The ever-increasing healthcare costs have made it inevitable for people to invest in health insurance. Nevertheless, with so many providers getting in touch with you through health insurance live transfer leads, it can get very confusing to select the right health insurance plan that works best for you. Here are a few things you need to consider before buying a health insurance plan:


Age plays a major role when it comes to buying health insurance. Apart from your age, you will also have to consider the age of all your family members whom you want to insure. The cost of the premium that you will have to pay, especially in a family floater policy, depends largely on the age of the eldest member of your family.

The age limit criterion may vary from one health insurance plan to another. You might have to check with your provider about the minimum and maximum entry age limits. You can also find plans that have no restrictions on entry age. Explore your options and choose the health insurance plan that suits you the best.

Premium and coverage

You might be tempted to buy a health insurance plan that has the lowest premium. But lowest premium will also mean very limited coverage. Coverage is as important as the premium that you pay. Hence it is very important to select a plan that helps you strike the perfect balance between premium and coverage.

Always make sure you find out the reason behind the low premium before buying a health insurance plan. Limited coverage may not be the only reason behind a reduced premium. Look for any additional clauses about sub-limits, deductibles, and co-payments that might require you to spend more money out of your pocket at the time of claim. Ideally you should go for a policy that comes with an affordable premium, adequate coverage, and good benefits.

Waiting period 

Almost every health insurance will have a waiting period during which the insurer may not accept any claim for any specific treatments or pre-existing illnesses. You will have to wait for this period to get over before you can claim any benefits. Make sure you find out how long you will have to wait and check out the pre-existing illnesses and treatments that are not covered during the waiting period.


Most health insurance providers provide cashless hospitalization if you choose a hospital or doctor from their network. You might want to look at the list of hospitals and doctors in this network. Find out what treatments are covered and what aren’t. See if you can visit the specialists directly or need to go through a reference from a primary care physician. Check out the formalities in case you want to choose a hospital or doctor outside the network. 

Pre and Post Hospitalization Coverage

Most health plans might cover the medical expenses that you incur during your hospitalization. But will they cover the costs that you may incur before and after hospitalization? These can work out quite expensive if they include medical tests, doctor fees, and ambulance charges. If you don’t want to pay for these expenses out of your pocket look for a plan that covers pre and post hospitalization expenses, along with hospitalization.

Maternity Expenses

Most people tend to ignore the maternity benefits while choosing a health insurance policy. But with the maternity care costs hitting the roof, it is always better to get a plan that covers your maternity expenses. You may have to wait for about 2 to 4 years in order to claim these benefits. See what works for you and plan your family accordingly. Apart from the delivery costs, make sure the plan you choose also covers the medical expenses of the newborn baby.

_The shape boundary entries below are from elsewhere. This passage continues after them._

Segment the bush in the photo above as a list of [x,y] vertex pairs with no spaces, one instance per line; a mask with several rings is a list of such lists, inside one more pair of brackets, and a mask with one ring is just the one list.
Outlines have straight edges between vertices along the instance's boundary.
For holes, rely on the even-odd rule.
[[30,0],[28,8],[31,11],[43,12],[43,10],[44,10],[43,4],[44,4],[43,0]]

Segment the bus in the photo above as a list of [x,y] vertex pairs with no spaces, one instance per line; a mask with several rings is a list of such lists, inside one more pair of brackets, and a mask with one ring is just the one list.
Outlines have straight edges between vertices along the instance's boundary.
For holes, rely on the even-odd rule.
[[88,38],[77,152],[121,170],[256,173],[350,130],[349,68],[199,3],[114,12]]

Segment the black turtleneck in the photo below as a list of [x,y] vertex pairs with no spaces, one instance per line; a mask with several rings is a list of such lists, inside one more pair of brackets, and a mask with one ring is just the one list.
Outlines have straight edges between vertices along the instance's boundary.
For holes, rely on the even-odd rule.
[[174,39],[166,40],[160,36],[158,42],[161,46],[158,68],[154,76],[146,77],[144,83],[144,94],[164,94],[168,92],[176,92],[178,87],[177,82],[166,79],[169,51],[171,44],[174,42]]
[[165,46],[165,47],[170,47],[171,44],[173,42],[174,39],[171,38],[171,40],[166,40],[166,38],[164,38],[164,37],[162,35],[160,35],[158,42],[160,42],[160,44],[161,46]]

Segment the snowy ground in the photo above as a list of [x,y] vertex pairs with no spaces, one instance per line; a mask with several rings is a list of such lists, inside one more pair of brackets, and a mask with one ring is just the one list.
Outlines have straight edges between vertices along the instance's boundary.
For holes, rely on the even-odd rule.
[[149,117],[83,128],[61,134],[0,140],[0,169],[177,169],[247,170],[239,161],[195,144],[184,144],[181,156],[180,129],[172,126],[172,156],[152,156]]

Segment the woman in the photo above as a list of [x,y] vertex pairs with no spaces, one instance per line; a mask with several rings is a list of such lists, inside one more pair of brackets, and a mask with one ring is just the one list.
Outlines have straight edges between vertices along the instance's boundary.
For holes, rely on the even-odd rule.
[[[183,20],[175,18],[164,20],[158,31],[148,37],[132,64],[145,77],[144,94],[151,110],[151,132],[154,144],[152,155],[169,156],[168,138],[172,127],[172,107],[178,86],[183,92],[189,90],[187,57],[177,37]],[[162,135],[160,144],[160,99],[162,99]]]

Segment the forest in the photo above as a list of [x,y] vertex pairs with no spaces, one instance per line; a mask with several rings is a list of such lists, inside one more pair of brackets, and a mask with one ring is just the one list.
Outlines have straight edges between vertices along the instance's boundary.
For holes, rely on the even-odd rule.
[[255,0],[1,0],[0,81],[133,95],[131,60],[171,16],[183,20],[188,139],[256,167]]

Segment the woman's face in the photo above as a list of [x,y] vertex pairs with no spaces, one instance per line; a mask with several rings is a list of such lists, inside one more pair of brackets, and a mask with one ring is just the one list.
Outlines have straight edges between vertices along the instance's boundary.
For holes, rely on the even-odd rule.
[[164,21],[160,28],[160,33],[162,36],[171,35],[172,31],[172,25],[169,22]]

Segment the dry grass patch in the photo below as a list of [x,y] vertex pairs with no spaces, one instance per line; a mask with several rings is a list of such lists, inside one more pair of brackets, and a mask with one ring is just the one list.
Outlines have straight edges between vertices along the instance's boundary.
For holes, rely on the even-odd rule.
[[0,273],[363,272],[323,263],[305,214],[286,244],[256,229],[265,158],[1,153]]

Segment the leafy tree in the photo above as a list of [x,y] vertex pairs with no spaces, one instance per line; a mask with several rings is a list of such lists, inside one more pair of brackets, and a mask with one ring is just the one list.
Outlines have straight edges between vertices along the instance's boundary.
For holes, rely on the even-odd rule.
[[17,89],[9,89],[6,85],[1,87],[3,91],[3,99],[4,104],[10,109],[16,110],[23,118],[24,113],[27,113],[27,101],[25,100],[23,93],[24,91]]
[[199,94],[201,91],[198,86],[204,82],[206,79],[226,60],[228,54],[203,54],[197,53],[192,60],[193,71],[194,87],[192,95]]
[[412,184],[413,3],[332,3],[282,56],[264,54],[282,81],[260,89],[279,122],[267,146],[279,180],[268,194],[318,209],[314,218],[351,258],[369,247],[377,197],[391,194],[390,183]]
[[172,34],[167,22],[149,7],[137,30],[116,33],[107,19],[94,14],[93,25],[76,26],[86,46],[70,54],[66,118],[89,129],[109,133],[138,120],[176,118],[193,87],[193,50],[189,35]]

No-Claim Bonus or No-Claim Discount

Most of the insurance providers offer you a discount or a bonus for the years that you don’t file any claim. Basically they provide a higher coverage when you renew your policy. Nevertheless, there is always an NCB limit which might vary from one insurer to the other. Make sure you understand all aspects of this before purchasing your health insurance.

Coverage of Preventive Health Check-up 

Prevention is always better than cure. But prevention of diseases also means regular health check-ups and screenings, the costs of which are constantly going up. If these are not covered by the health insurance plan that you are buying, it may not be worth investing in it. If you are a person who believes in going for regular health check-ups, make sure your health insurer covers you for these. Even if you have to pay a little extra towards the premium, you will still end up saving a lot of money. 

Co-Payment Clause

Not all buyers of health insurance understand this clause and this is why most of them ignore it while purchasing health insurance plans. Co-payment basically refers to the percentage of amount that you will have to pay at the time of claim. This clause is generally included by the health insurance provider if you have crossed a certain age limit or have any pre-existing medical illnesses. Make sure you take a look at this clause before buying the plan.

Claim Process

The claim procedure can be a pain when it comes to settling health claims. Conduct a thorough research, go through some of the customer reviews, and look for a health insurance provider who provides seamless claim settlement services. This can save you a lot of headache during hospitalization.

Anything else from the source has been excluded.